Ah, to be a food journalist at the New York Times, where everyone wears bow ties and smells like fresh printer ink; where Mark Bittman skulks around like a grumpy Jewish uncle, ready to throw rice at you or grumble at your Republicanism, if you are of that persuasion; where one can help Pete Wells brainstorm pseudonyms for booking tables at restaurants. (“Weet Pells” is not an option, you lazy imbecile.)

But to be a journalist at The Paper Of Record is to wield an unholy power over the restaurant industry, which is why they recently put together a list of the restaurants they wished would open in New York City. (Okay, it was under the guise of adding a fantasy wish list to Florence Fabricant’s annual list of notable restaurant openings, but a successful restaurateur reads between the lines.)

Why, with some even stronger words and a few more inches of copy, FloFab could probably get Laurent Gras to “[get] his act together and [open] a restaurant in New York,” or Joel Robuchon to “reopen L’Atelier somewhere.” Sam Sifton could perhaps get Marc Forgione to open that Upper West Side restaurant.

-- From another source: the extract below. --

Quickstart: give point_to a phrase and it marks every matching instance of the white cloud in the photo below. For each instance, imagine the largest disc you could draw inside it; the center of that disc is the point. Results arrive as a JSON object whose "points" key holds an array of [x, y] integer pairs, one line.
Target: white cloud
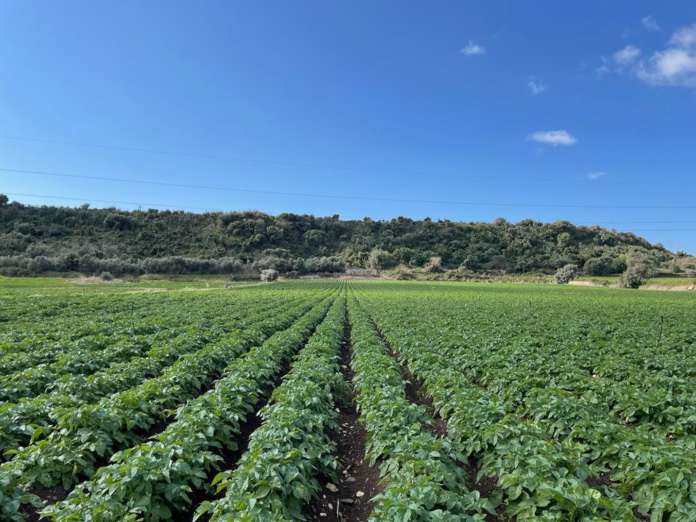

Eric Asimov could get every restaurant in the city to boast a “wonderful list of sherries, ciders and beers.” (Asimov, is there a problem you’re not telling us?)

Heck, Glenn Collins’s dream project of a “destination-location chopped-pork barbecue establishment that is faithful to the epistemology of Eastern North Carolina” could be feasible, if she were even more blatantly obvious about it:

It should be a weathered, rickety roadside shack with nonexistent signage, a gravel parking lot and no name.

The menu is necessarily limited. We are talking juicy, fatty chopped barbecue only — pit-fired from hard wood — from a pork shoulder or whole hog. It is to be served on a paper plate awash in a bath of cider vinegar with a bit of salt and red-pepper flakes. There must be hush puppies on the plate, yielding a crispy, corny, buttermilk taste. The fresh, cool coleslaw should be moist, but not runny enough to transgress upon the hush-puppy domain.

The plate should be alarmingly flimsy, and it must rest on a faded vinyl checked tablecloth. The forks and knives should be made of white plastic and stingily supplied, as if they are about to run out at any minute. The odd-lot tables should be rickety enough to defy any stabilization from strategically placed matchbooks. A greasy bottle of house-made hot sauce will keep the barbecue fundamentally honest.

We’re pretty sure this means Collins is kidnapping a member of the Fatback Collective after Meatopia.